Environmental researchers at Oregon State University have discovered new ways to use these "co-metabolizing" bacteria in technologies that may help clean up seriously contaminated soils or groundwater at far lower costs than some other "pump and treat" alternatives.
There's potential to save millions of dollars in cleanup costs while addressing major environmental problems, the scientists say.
Findings of the continuing research have been recently published in professional journals in the fields of microbiology and environmental biotechnology.
"In the laboratory, the existence of such bacteria and some of their capabilities has been observed for some time," said Lewis Semprini, an associate professor of environmental engineering at OSU. "But we've discovered one of particular value and found some new uses. This is a multi-billion dollar problem and we believe some of this technology may play an important role."
In the past, a variety of commercial, industrial or military activities have contaminated soils with chlorinated hydrocarbons such as trichloroethylene or chloroform. Many industries are facing mandates to clean up these sites, Semprini said, often at extraordinary expense and difficulty.
With funding support from the EPA and the National Institutes of Health, OSU scientists have conducted both basic research on microbial physiology and applied studies that may help create an engineered technology that can address this problem.
One of the most promising approaches is a bacteria that "feeds" on butane or propane gas.
"This type of bacteria literally uses butane as a food, as its source of carbon and energy," said Dan Arp, an OSU professor of botany and plant pathology and collaborator on these studies. "During their digestive process, the bacteria produce an enzyme that also will react with toxic pollutants. If everything works, all that's left over is the chemical equivalent of table salt and carbon dioxide."
Continuing studies are examining the rates at which this interaction can degrade pollutants, the limiting factors and what enzymes are involved, the researchers say.
"To be completely successful this process requires both the metabolism of the butane and the toxin," Semprini said. "And we have to engineer it right so it works in the real world."
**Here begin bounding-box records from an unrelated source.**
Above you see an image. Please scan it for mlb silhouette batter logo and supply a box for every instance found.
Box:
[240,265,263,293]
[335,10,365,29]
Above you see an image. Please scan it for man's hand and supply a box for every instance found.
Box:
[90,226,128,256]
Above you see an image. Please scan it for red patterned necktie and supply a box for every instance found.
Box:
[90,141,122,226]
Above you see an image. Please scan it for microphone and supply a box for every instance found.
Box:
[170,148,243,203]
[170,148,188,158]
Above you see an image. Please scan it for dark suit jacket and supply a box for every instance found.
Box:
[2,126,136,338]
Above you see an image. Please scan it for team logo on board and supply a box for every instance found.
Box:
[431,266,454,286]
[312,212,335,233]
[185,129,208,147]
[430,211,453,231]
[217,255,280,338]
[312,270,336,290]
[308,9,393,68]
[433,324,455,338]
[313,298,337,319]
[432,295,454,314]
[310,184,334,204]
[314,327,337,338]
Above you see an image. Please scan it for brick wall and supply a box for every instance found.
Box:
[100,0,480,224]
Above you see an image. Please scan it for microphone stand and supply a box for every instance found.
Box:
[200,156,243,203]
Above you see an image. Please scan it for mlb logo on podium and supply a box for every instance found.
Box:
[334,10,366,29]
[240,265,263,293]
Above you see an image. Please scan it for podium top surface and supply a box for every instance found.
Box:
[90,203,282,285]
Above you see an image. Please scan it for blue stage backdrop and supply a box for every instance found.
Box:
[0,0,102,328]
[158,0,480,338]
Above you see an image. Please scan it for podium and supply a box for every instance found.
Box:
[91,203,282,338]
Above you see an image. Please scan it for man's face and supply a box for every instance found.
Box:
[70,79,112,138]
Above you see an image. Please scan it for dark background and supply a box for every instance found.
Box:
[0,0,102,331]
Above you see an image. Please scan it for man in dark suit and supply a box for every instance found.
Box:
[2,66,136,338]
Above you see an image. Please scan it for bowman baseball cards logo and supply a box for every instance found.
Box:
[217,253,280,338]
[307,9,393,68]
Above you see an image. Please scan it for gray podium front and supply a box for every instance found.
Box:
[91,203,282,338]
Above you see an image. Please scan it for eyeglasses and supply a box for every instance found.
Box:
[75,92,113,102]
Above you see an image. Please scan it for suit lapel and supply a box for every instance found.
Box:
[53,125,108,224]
Field studies examining just that are being conducted at McClellan Air Force Base in Sacramento, Calif., in a project funded by the Department of Defense that will attempt to treat underground "plumes" of pollutants. A challenge is to get the needed oxygen, butane and bacteria all present in the appropriate combinations. One approach may be to use water under pressure to inject one or more of these elements into polluted groundwater aquifers.
"Bioremediation of these chlorinated solvents is clearly a promising technology," Semprini said.
"Another value may be in using this system to contain the spread of a pollution problem, where you let the pollutant naturally flow with the groundwater through a passive biological barrier you create, and then degrade it before it spreads any further," he said.